Krypton’s scientific advancements stagger the imagination. A once star faring race that bent entire planets to their will, the Kryptonians retreated to their home world, fashioning an unnatural society where people are bred instead of born. Each Kryptonian is designed from the ground up to serve a specific purpose within the larger society. No one gets to choose what they’ll be when they grow up because they know what their future holds from the second they’re removed from the incubator (imagine a world with no high school guidance counsellors). Krypton’s leading scientific genius Jor-El (Russell Crowe), and his wife have conceived a child the old-fashioned way, and Kal-El is the first Kryptonian born from a woman’s womb in centuries. Krypton is dying, a victim of an insatiable hunger for energy, and Jor-El sees the birth of his son as Krypton’s best chance for survival. Amid a military coup led by krypton’s top military officer, a genocidal General Zod (played magnificently by Michael Shannon), Jor-El sends his son to Earth, dying at Zod’s hands in the process. Zod and his co-conspirators are exiled to the phantom zone for their crimes, but Krypton meets its end soon after, its destruction freeing Zod and his band from their celestial prison. The surviving Kryptonians spend the next three decades salvaging what is left of their empire, it’s ruins scattered among the stars. Eventually they discover Jor-El’s refugee son, hiding on Earth, a planet that could serve as a new Krypton to be built by the obsessively driven Zod. And they aren’t keen on sharing their new world with humans.

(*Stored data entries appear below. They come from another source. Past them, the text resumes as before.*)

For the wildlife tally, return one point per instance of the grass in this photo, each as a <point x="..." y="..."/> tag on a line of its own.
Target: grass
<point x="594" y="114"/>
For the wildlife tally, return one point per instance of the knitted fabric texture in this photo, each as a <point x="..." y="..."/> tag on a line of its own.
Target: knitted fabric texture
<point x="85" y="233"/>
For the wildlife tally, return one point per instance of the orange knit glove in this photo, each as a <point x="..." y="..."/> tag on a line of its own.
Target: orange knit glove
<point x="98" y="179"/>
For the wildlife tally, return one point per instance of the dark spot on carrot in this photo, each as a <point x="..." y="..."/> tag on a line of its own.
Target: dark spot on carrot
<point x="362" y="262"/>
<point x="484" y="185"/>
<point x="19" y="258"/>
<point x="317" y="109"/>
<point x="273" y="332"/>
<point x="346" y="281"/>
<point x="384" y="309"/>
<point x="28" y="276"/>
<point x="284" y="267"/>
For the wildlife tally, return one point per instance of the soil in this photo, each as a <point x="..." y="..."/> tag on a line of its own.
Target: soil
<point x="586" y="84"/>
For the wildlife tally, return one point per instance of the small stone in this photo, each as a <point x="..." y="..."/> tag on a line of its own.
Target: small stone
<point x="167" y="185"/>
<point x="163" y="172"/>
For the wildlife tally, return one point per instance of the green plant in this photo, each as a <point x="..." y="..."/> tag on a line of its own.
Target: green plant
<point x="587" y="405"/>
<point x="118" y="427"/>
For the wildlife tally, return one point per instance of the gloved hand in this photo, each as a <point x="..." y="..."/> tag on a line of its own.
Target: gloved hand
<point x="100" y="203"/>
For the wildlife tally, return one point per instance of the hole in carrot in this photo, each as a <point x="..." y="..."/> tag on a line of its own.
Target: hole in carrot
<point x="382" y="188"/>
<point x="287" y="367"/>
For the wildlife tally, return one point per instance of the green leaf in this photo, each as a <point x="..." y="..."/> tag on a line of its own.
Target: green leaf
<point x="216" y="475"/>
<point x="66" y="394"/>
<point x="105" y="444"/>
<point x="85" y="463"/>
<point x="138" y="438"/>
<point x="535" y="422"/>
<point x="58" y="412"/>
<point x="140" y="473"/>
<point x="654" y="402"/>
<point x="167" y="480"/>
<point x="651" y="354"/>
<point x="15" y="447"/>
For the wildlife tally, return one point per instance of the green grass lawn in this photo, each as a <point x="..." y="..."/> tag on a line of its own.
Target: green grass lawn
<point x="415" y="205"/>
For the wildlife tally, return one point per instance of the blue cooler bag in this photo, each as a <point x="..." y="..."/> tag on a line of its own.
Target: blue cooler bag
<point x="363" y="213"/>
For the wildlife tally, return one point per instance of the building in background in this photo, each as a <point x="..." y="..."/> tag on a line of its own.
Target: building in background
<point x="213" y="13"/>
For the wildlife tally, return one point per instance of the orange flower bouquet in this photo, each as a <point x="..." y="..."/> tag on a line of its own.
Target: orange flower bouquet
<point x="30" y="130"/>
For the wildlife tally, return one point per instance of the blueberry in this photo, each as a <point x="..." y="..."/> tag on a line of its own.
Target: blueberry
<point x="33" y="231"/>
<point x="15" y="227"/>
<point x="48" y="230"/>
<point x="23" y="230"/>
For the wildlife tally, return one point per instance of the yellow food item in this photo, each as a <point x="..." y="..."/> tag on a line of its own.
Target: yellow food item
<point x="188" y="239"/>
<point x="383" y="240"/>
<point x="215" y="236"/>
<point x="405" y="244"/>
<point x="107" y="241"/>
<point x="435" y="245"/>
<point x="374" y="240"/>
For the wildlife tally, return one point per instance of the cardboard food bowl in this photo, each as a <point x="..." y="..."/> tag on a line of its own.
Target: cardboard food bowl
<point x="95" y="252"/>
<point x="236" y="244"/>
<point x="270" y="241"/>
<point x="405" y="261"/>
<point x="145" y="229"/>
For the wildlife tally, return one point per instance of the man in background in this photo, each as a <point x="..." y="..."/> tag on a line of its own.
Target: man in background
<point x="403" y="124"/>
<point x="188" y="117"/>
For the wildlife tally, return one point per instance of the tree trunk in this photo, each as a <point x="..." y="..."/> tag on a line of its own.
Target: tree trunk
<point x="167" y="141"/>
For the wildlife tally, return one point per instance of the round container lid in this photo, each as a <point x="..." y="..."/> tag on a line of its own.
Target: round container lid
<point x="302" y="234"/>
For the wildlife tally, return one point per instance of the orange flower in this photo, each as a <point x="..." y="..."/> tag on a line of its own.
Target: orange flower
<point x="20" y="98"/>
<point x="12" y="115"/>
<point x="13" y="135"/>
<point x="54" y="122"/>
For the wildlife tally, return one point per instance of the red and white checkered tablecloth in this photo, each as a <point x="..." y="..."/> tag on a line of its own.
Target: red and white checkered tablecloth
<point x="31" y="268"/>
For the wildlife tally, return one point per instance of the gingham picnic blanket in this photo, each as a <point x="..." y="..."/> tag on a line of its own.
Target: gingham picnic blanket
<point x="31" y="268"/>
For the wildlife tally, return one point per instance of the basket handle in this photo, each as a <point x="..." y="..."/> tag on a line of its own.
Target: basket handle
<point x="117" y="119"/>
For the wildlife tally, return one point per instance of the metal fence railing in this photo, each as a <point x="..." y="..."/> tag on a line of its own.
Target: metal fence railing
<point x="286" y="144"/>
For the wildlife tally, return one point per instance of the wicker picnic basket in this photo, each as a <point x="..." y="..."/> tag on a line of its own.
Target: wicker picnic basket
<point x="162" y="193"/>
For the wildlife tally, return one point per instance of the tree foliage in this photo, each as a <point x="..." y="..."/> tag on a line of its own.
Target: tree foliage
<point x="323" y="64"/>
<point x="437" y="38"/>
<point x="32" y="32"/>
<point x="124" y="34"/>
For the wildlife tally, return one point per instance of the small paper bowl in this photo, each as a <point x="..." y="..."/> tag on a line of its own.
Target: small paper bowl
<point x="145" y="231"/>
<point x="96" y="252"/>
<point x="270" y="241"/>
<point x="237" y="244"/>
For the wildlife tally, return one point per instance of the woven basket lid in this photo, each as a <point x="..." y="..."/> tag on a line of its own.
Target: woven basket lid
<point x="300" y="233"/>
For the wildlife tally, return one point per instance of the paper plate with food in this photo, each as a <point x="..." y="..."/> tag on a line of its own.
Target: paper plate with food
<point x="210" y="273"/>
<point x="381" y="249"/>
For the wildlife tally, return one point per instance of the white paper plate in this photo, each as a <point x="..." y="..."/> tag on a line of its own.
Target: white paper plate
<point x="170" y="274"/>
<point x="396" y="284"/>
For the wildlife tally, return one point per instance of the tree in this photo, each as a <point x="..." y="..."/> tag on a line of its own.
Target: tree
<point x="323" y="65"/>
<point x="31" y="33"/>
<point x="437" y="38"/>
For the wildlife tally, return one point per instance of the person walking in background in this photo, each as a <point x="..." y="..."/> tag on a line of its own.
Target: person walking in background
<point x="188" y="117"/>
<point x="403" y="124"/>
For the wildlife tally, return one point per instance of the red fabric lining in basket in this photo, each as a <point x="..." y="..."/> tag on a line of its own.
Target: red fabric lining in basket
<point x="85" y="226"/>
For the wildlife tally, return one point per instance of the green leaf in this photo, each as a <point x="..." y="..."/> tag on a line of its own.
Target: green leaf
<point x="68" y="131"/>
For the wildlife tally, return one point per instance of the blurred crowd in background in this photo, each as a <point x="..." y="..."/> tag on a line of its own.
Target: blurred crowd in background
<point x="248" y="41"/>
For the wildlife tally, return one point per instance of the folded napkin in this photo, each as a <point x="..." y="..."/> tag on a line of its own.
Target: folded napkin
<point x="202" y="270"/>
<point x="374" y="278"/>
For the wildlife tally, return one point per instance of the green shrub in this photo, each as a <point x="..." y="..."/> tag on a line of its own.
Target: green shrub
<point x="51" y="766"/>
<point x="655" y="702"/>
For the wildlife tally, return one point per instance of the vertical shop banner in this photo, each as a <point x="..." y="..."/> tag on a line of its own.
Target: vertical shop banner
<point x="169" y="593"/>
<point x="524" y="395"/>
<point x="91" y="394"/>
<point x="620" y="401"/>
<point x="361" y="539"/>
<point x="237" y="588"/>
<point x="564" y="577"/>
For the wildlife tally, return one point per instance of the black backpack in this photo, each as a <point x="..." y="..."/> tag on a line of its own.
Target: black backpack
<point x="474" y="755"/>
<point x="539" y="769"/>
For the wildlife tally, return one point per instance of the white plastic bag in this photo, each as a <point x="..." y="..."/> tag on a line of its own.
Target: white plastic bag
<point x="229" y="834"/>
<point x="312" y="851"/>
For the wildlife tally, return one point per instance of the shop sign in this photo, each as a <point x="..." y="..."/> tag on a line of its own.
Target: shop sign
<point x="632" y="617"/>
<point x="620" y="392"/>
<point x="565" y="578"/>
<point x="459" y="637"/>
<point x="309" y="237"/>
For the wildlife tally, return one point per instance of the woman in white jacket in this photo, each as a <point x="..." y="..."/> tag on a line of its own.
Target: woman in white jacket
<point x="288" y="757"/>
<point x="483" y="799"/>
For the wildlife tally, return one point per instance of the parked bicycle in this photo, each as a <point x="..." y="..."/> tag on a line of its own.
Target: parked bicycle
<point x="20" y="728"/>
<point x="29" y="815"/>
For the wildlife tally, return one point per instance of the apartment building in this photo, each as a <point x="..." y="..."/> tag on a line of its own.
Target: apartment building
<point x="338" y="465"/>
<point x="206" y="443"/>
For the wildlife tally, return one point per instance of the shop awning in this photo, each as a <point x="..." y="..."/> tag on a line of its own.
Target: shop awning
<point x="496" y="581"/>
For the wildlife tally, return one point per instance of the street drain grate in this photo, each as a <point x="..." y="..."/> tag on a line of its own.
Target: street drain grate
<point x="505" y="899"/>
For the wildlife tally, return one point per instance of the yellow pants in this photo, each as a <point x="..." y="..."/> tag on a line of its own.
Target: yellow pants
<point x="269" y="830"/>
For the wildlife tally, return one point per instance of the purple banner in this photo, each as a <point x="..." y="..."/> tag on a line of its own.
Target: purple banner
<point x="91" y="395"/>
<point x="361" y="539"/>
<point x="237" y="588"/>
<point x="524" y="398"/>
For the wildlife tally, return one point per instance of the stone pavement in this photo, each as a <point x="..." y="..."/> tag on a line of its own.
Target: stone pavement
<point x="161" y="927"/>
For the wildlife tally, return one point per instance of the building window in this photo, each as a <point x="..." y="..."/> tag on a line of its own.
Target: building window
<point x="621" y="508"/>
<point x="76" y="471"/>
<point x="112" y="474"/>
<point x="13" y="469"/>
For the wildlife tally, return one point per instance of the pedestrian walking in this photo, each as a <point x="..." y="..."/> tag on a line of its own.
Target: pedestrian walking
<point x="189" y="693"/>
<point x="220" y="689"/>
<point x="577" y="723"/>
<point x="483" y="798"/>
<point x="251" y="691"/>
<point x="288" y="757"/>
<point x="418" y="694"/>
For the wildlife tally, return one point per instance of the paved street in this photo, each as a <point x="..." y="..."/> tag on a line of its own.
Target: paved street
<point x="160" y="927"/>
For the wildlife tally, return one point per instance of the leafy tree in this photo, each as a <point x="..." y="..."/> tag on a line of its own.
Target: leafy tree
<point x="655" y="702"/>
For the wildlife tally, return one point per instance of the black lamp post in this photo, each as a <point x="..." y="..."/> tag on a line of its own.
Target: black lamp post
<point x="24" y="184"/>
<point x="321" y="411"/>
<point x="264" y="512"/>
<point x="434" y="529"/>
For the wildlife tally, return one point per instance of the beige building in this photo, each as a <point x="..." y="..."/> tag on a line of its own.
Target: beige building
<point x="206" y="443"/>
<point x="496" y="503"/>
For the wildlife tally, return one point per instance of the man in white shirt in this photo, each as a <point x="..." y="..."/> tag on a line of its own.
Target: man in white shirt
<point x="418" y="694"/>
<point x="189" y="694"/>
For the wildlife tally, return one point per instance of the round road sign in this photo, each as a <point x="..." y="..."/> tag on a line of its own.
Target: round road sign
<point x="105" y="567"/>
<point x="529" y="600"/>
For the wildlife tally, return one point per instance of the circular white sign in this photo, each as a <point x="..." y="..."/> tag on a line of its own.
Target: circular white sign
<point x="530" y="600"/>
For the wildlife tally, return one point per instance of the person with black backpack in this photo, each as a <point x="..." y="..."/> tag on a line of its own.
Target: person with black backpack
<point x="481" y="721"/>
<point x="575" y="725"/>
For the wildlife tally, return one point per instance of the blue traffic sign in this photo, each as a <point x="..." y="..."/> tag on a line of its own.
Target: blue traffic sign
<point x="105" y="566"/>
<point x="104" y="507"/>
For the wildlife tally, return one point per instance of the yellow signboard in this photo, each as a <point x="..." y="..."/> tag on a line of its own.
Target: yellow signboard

Man of Steel succeeds in every way that Superman Returns failed in 2006. Don’t get me wrong, I think that Kevin Spacey, Brandon Routh and Kate Bosworth did adequate jobs in their respective roles, they just weren’t given much to work with. And while Returns possessed some interesting ideas (like Lois and Superman’s love child) and using John Williams original score was a stroke of genius, everything else failed on an epic scope. Large chunks of the script were taken directly from the original Superman, the plot had enormous holes in it and the film makers seemed to think that I was willing to slap down ten plus bucks to see Lex Luthor reduced to a gold digging, evil real estate agent and the climactic fight had Superman in one corner and a tidal wave in the other (Superman vs the tsunami probably didn’t help the film’s under-achieving gross).
Man of Steel doesn’t suffer from any of those problems. Henry Cavill is a perfect choice to play the titular character; he has the look, the acting chops and he worked hard to acquire the necessary physique. Amy Adams portrays a fiercely independent and ballsy Lois Lane and Micheal Shannon’s convincingly ruthless Zod will earn him villain of the year honours. Even the supporting cast does an excellent job, whether it be Kevin Costner and Diane Lane playing Johnathan and Martha Kent, the Kansas couple who discover and adopt the star lost child as their own, instilling in him the values that will guide him as he becomes the world’s greatest hero; or Lawrence Fishburne, playing a cranky but loveable Perry White, publisher of the Daily Planet. The visual effects are outstanding and should receive more than a few Oscar nods come February, although there were a few that looked as though I could have been watching a cut scene from a PS3 game. To say the action scenes are ambitious. is a gross understatement Remember, these are scenes involving characters that can bench press continents and move at the speed of sound. If you aren’t a fan of fast-moving visuals or loud noises, do not see this in IMAX. Entire city blocks are demolished during some of the fight scenes (a few of the fight scenes do seem to drag a bit).
The story has enough human warmth and tenderness to compliment the eyeball busting effects and the massive action sequences. Superman’s back story is relayed through a number of flashbacks, taking place in Smallville, Kansas, a town surrounded by wheat fields and where the coolest place to hang out is the local Ihop. It’s like a rustic Norman Rockwell painting of the modern midwest, complete with a Sears outlet. Man of Steel‘s carefully paced storytelling actually seems to have more of Christopher Nolan’s fingerprints on them than director Zack Snyder’s, which might be why Warner Brothers tagged him to produce. There’s also some easter eggs for the die-hard Superman fans and a little setup for the inevitable sequels (Warner Brothers had already green lit a sequel before Man of Steel opened).
Man of Steel isn’t perfect, but it may likely be the best super hero movie out this summer (I’m going into July’s The Wolverine with low expectations). Could it have been better? Probably, but it could have been a lot, lot worse and as far as popcorn flicks go, I enjoyed Man of Steel as much as I did last summer’s The Avengers. Now, if the powers that be take the same approach to their anticipated Justice League movie scheduled for 2015, it could well launch a whole series of successful film franchises for Warner Bros and DC. Let’s hope Man of Steel‘s box office is enough to convince them.